1.5.1 Effects on Bone Mineral Density

In PRIMROSE 1 and PRIMROSE 2, the mean % loss in BMD at the lumbar spine at week 24 was 0-2% in the linzagolix 100 mg, linzagolix 100 mg + ABT or linzagolix 200 mg + ABT groups and 3-4% in the linzagolix 200 mg without ABT group [30]. At 24 weeks, mean decreases from baseline of > 3% and > 8% in lumbar spine BMD were seen in 36% and 3% of patients in the linzagolix 100 mg arm, 0% and 20% of those in the linzagolix 100 mg + ABT arm, 55% and 4% of those in the linzagolix 200 mg and 26% and 1% of those in the linzagolix 200 mg + ABT arm.
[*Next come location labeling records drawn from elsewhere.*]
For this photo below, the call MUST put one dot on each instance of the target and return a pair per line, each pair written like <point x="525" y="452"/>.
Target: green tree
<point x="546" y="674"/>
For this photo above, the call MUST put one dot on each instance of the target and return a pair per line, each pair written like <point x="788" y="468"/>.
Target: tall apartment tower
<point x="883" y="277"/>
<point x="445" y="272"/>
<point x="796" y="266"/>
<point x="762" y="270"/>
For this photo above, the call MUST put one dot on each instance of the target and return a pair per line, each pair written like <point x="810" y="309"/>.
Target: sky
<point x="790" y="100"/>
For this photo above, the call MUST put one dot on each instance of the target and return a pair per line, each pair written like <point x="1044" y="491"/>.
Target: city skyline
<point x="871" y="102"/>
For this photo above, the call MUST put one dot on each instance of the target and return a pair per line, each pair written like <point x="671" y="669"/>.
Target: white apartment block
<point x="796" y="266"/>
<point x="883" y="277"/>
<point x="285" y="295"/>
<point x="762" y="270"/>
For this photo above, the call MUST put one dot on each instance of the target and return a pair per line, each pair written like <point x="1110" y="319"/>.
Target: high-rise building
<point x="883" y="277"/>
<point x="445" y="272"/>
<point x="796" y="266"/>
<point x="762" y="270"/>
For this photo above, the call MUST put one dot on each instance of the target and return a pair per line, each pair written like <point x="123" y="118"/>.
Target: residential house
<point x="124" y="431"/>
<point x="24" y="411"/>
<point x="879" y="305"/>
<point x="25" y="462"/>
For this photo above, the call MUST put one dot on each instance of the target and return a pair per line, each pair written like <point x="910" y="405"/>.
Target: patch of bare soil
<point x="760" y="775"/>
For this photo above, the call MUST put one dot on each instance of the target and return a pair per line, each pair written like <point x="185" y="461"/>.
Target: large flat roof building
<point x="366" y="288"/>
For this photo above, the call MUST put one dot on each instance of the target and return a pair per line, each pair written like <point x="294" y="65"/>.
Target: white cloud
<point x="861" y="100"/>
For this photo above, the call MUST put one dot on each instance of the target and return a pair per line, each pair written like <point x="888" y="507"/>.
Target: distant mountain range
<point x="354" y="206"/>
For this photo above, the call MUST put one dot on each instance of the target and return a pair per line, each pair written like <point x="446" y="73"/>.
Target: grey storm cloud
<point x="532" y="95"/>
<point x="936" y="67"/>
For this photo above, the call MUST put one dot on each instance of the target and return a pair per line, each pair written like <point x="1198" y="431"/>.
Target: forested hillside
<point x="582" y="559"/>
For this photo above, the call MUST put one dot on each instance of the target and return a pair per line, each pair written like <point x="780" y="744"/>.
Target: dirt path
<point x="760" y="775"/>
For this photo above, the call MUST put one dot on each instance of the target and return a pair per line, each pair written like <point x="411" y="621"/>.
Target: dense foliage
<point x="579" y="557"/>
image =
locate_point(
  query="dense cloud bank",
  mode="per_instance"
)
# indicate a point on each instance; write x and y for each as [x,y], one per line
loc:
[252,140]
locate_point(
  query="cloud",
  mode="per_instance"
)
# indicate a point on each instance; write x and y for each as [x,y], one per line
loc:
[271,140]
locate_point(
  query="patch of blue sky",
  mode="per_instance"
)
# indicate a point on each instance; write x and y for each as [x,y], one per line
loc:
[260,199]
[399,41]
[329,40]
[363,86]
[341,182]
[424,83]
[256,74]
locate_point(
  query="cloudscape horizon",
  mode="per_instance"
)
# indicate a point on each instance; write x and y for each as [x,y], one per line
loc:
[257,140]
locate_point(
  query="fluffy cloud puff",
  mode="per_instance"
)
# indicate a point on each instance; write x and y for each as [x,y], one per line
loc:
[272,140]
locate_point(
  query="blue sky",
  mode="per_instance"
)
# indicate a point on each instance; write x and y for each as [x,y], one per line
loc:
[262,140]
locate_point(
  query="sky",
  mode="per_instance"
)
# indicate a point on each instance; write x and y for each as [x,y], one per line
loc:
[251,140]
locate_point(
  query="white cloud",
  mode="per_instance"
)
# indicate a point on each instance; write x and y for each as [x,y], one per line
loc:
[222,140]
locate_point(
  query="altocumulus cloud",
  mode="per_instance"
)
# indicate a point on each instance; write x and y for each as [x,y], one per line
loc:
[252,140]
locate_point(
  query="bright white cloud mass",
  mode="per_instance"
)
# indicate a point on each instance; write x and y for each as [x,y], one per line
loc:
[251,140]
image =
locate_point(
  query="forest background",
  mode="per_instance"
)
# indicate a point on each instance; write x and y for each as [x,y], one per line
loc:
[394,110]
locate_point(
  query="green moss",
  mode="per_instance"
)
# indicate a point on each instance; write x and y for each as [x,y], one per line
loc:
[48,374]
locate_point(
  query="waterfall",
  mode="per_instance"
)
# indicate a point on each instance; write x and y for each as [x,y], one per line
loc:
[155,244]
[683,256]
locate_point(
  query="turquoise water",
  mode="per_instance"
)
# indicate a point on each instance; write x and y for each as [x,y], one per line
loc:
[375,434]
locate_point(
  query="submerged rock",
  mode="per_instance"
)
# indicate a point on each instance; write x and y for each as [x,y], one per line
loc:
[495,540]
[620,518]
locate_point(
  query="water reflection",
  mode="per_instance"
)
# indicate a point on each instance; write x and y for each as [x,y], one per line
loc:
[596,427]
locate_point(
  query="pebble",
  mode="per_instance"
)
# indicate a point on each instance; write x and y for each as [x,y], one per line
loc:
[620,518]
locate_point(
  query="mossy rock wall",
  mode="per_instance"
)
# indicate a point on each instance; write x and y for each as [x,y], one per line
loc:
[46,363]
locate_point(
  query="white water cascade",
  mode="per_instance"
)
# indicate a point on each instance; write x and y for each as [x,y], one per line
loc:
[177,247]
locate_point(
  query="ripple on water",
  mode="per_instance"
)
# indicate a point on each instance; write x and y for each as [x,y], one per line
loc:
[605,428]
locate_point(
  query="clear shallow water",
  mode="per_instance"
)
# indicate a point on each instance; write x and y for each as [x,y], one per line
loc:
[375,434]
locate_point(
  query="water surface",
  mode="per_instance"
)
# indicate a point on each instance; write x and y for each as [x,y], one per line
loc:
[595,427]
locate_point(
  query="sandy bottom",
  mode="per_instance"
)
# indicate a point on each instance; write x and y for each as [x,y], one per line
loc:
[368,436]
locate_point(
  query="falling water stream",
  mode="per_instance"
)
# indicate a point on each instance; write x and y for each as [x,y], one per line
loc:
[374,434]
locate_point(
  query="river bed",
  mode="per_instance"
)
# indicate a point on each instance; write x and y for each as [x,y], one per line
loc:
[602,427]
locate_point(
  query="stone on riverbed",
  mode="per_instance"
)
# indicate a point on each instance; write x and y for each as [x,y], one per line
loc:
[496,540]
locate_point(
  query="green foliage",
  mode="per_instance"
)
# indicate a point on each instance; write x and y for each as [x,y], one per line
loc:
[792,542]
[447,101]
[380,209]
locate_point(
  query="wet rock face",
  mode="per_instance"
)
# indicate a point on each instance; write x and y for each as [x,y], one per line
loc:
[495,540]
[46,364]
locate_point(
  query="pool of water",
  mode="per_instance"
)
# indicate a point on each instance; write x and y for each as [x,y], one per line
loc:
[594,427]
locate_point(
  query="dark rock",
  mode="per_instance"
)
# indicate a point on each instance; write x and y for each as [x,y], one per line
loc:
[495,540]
The rate of BMD loss slowed during weeks 24–52 of treatment (linzagolix 200 mg without ABT was not studied during this time period [12]) [30]; after 12 months of treatment, mean decreases from baseline of > 3% and > 8% in lumbar spine BMD were seen in 38% and 7% of patients in the linzagolix 100 mg arm, 16% and 0% of those in the linzagolix 100 mg + ABT arm and 27% and 1% of those in the linzagolix 200 mg + ABT arm [12]. At the 24-week post-treatment evaluation (i.e. at 76 weeks) in PRIMROSE 1 and PRIMROSE 2, there was evidence of recovery of BMD from changes seen at 52 weeks in all treatment groups [12, 25].

At 6 months in the phase 3 EDELWEISS 3 trial in women with moderate-to-severe endometriosis-associated pain, the mean BMD decrease at the lumbar spine in linzagolix 200 mg + ABT recipients was 0.79% and that in linzagolix 75 mg recipients was 0.89% [33]. At 24 weeks in the phase 2, dose-ranging EDELWEISS trial in women with moderate-to-severe endometriosis-associated pain, mean BMD decreases in the lumbar spine at 24 weeks were < 1% in the linzagolix 50 mg and 75 mg treatment arms and 1.37% and 2.6% in the linzagolix 100 mg and 200 mg arms. Dose-related reductions in BMD of the femoral neck and total hip were also evident [35]. At 52 weeks, mean BMD decreases in the lumbar spine were ≤ 1.14% in the linzagolix 50 mg and 75 mg arms and 1.4% and 2.19% in the 100 mg and 200/100 mg arms [31].

In patients with uterine adenomyosis treated in the phase 2 trial of linzagolix 200 mg/day for 12 weeks the 100 mg/day for 12 weeks, the mean % BMD loss at 24 weeks was − 2.4% for the spine, − 1.3% for the femoral neck and − 4.1% for the total hip [9].

1.6 Ongoing Clinical Trials

Ongoing clinical trials of linzagolix are the 2-year phase 3 PRIMROSE 3 trial (EudraCT 2021-000452-19), which is enrolling women who participated in PRIMROSE 1 and PRIMROSE 2 and will evaluate long-term effects on BMD, and the EDELWEISS 3 and EDELWEISS 6 trials in women with endometriosis-related pain. The Kissei pipeline (as at February 2022) indicates that a clinical trial of linzagolix in endometriosis and uterine leiomyoma conducted by Bio Genuine in China is planned [37].

2 Current Status

Linzagolix received its first approval on 17 June 2022 for the treatment of moderate to severe symptoms of uterine fibroids in adult women of reproductive age in the EU [11, 12].